Sullivan and a few of her friends, one of them taking pictures with a small digital camera, met the trailer at the road when it showed up just before noon Wednesday to return the horses. One by one she walked the animals down the long dirt driveway to the barn, checking their gaits and looking them over for possible cuts or scrapes from the ride.
Inside the barn, the horses neighed, ate fresh hay and sniffed each other through gaps in the boards that separate the stalls. Some of the horses had not seen each other since the state took them six months ago, Sullivan said.
“It feels incredible,” Sullivan said of having the horses back. “I can’t believe they’re here.”
Not all of them are back, though. In all, animal welfare agents took 18 horses from Sullivan’s Eochaidh Stables on April 25. Three that were not owned by Sullivan but were being boarded at her farm were returned to their owners, and another died while in state custody.

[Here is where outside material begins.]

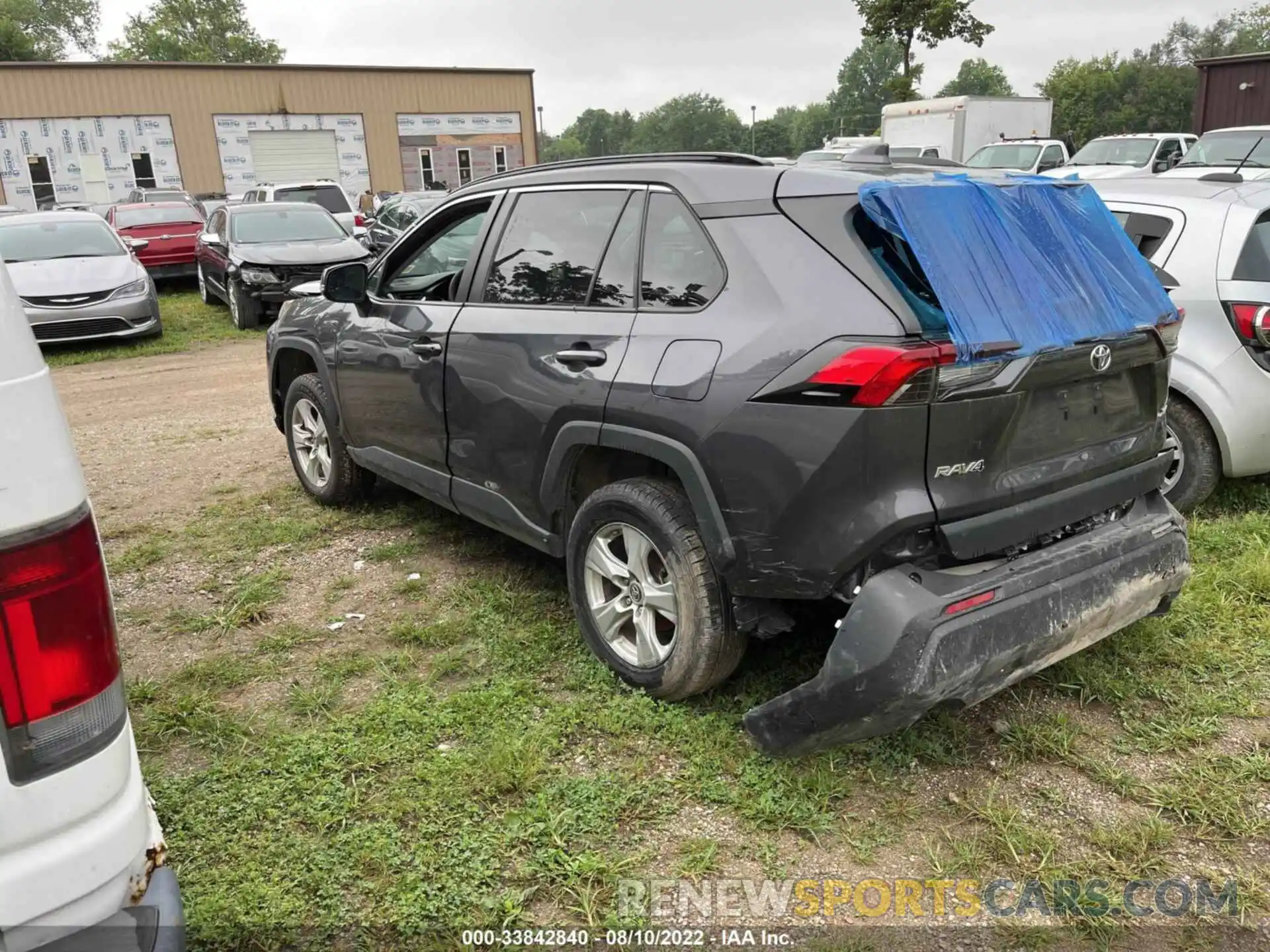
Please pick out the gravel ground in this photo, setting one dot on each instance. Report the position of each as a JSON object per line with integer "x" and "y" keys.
{"x": 158, "y": 434}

This summer, Sullivan contested the removal in Ellsworth District Court and, by most accounts, won. In September, Judge Bernard Staples ordered that nine of the 14 horses kept by the state should be returned immediately. He noted that by the state’s standards, the nine horses were not considered to be thin when they were taken. The other five horses were considered to be thin, very thin or in poor condition, he said, and so should be kept by the state until they are deemed healthy enough to be returned to Sullivan.
The state asked Staples to reconsider his order, but on Oct. 5 the judge upheld his original decision.
One of the nine horses that was to be returned to Sullivan was not with the first eight that arrived Wednesday. The ninth horse is owned by Clyde Ford, one of Sullivan’s former employees, and needed to be sedated before it could be transferred back to Eochaidh Stables. Sullivan and state officials were trying to contact Ford on Wednesday to get his permission to sedate his horse so it could be brought back to the Crooked Road farm.
Sullivan, who acknowledged being stretched financially thin last winter, said Wednesday that she might not be able to afford to keep her farm because she has lost thousands of dollars in revenue this summer by not having horses on the property. She has said she earns money by boarding horses, giving riding lessons and offering trail rides.
According to a press release issued by Sullivan, a support fund for her has been set up at Union Trust bank. Her legal expenses are nearly $15,000, and she has to reimburse the state for the cost of boarding the five horses that were underweight, the statement indicated.
But on Wednesday, Sullivan was just happy to have most of the horses back where she says they belong.
“I haven’t heard this sound in a while,” she said, standing in the barn while the horses noisily munched on the hay in their stalls.